“Well,” she went on, “it’s just guesswork, but I can’t figure Miss Hastings on any other basis. As one woman judging another woman, I’d say she was in love with Peltham… At any rate, she has a faith in him which doesn’t seem entirely justified by the circumstances, and she’s taking pains to make that faith public.
“The rest of it all fits in. You can see what would happen if it should appear that Peltham, as one of the trustees, had been carrying on a surreptitious intimacy with Adelle Hastings.”
“But why should it be surreptitious?” Mason asked. “Why couldn’t he have courted the girl or gone out and married her?… assuming, of course, he wasn’t already married.”
Della Street said, “Probably because of things we’ll find out later on. I’m just offering to bet that that Hastings girl holds the other half of your ten-thousand-dollar bill.”
Mason was reaching for a cigarette when Paul Drake’s knock sounded on the door which opened from Mason’s private office to the corridor.
“That’ll be Paul, Della,” he said. “Let him in… By George, the more I think of it, the more I believe you’re right. That, of course, would mean that there’d be no objection on Peltham’s part to our taking that Gailord case… But I have ideas about Mrs. Tump.”
“What sort of ideas?” she asked, opening the door to Paul Drake.
“I’ll tell you later,” Mason said. “Hello, Paul.”

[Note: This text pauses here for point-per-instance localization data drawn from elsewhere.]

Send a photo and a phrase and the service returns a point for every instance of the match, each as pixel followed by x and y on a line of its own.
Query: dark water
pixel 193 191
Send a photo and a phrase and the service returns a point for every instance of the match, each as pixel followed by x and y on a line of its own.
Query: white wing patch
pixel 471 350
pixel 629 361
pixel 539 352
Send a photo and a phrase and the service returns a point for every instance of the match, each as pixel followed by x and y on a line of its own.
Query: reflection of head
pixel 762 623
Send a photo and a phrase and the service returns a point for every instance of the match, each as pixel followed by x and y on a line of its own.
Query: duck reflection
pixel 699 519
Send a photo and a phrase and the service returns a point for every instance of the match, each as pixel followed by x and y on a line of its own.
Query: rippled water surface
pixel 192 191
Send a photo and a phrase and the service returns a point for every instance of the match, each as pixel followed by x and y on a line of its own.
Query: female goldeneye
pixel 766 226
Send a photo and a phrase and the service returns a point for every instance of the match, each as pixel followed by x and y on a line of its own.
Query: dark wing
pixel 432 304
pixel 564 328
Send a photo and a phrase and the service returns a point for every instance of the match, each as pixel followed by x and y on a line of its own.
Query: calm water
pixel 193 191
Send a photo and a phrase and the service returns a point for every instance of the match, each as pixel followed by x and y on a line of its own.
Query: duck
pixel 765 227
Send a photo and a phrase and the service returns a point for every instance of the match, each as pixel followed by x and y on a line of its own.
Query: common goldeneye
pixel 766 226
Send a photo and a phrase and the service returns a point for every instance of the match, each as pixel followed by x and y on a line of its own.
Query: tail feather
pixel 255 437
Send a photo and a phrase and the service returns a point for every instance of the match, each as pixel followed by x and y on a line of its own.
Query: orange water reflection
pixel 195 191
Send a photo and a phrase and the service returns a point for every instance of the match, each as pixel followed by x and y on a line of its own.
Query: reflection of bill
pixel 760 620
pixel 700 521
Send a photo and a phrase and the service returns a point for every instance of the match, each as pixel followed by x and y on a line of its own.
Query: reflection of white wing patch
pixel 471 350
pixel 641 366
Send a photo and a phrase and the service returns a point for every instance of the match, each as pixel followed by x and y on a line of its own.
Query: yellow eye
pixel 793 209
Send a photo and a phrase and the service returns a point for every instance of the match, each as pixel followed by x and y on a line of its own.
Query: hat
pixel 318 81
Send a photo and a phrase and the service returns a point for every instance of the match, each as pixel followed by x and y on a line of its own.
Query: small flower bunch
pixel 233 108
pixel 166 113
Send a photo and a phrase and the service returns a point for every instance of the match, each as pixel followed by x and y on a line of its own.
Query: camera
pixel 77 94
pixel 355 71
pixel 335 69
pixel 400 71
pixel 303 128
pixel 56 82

Paul Drake was tall and languid. He spoke with a drawl, walked with a long, slow-paced stride. He was thinner than Mason, seldom stood fully erect, but had a habit of slouching against a desk, a filing cabinet, or slumping to a languid seat on the arm of a chair. He gave the impression of having but little energy to waste and wishing to conserve that which he had.
“Hi, Perry. Hi, Della,” Drake said, and walked over to the big leather chair. He dropped down with a contented sigh into the deep cushions, then after a moment raised his feet and twisted around so that his back was propped against one arm of the chair while his knees dangled over the other. “Well, Perry,” he said, “I’ve got to hand it to you.”